The only thing different from my other url tags is that this one has a literal string in it. None of the various web discussions about literals in urls were useful (and don’t get me started on the ridiculous ‘load from future’ tag). So my hack fix to this is to pass in the word “exhibitions” through the context param. Irritating.
That would be a valid use of a url defined that way.
However, I’d look at it from the other direction.
Why are you passing 'exhibitions' as a second parameter?
Side note: Your error also shows that you don’t have a value for space.name in the context being used to render this template. You need to ensure that your tag is referencing the proper variable.
Aha… I wasn’t understanding the function of the pattern name — that’s why I putting ‘exhibitions’ in the path, for disambiguation. So now I have this, which works:
That’s fine to have the string ‘exhibitions’ in the path. Using:
Is 100% valid and correct.
However, in both cases (with and without ‘exhibitions’), there’s only one parameter.

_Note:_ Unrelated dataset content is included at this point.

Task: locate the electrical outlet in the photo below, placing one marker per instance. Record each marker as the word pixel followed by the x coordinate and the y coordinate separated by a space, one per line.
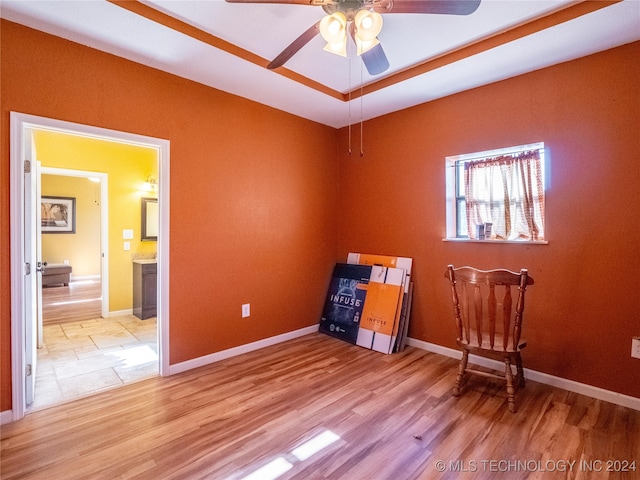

You would properly render this url with: {% url 'exhibition_list' space.name %}
The problem with your previous attempt was with trying to use that path with: {% url 'exhibition_list' space.name 'exhibitions' %}
If you’re populating space_name in the context, that’s the wrong context variable, because you’re specifying space.name as the parameter, which would be the name attribute of an object or dict named space.
The path takes precedence. Django uses the first matching entry in your URLconf, the path name (or rather view name) is mostly only used for reversing URLs.
The name parameter is an empty string. That’s no good. I would guess there’s a template error being swallowed. I recommend installing django-fastdev which turns these errors into hard errors in the template where the error is.
It is a definitive identifier within Django. When you are reversing a URL, you are creating a url based upon the name given.
However, the names are meaningless for URLs being requested. Your browser doesn’t submit a name, it submits a url. The url being submitted is compared to each of the defined paths in the order that they are defined, and will call the first view where the url matches the path.
I have to say, though Django’s documentation is generally very good, for this feature it’s rather poor (of course, it’s hard to write good documentation of a badly-designed scheme — but I digress).
I, controversially, tell people not to use reverse()/{%url%} and just write out the url. It’s error prone, and slow, and what do you get for that work? It becomes easier to change urls later, which is so rare that it doesn’t matter.
(For library authors you need it though, and for i18n urls)
There’s another situation where it’s important too, and that’s the case where you’re needing to deploy multiple projects, or multiple instances of the same project on one site, and you need to segregate those projects below different base URLs.
In our situation, that’s far from being “so rare that it doesn’t matter”.
As a side note, we also find that using it reduces errors in that fewer mistakes are made by being able to reference a single app:name for a long url and passing parameters by name rather than needing to remember that full path and the order in which parameters are being provided.
As long as you use reverse() then sure. It’s just that the combination of template silent errors creating empty strings and then failing silently after that that is a problem.
It’s also an issue of the above, plus the poor error message (it could list all valid names for example!), that makes many beginners struggle needlessly imo. It’s just not worth it for people who are already struggling with basics like HTML, CSS, and Python.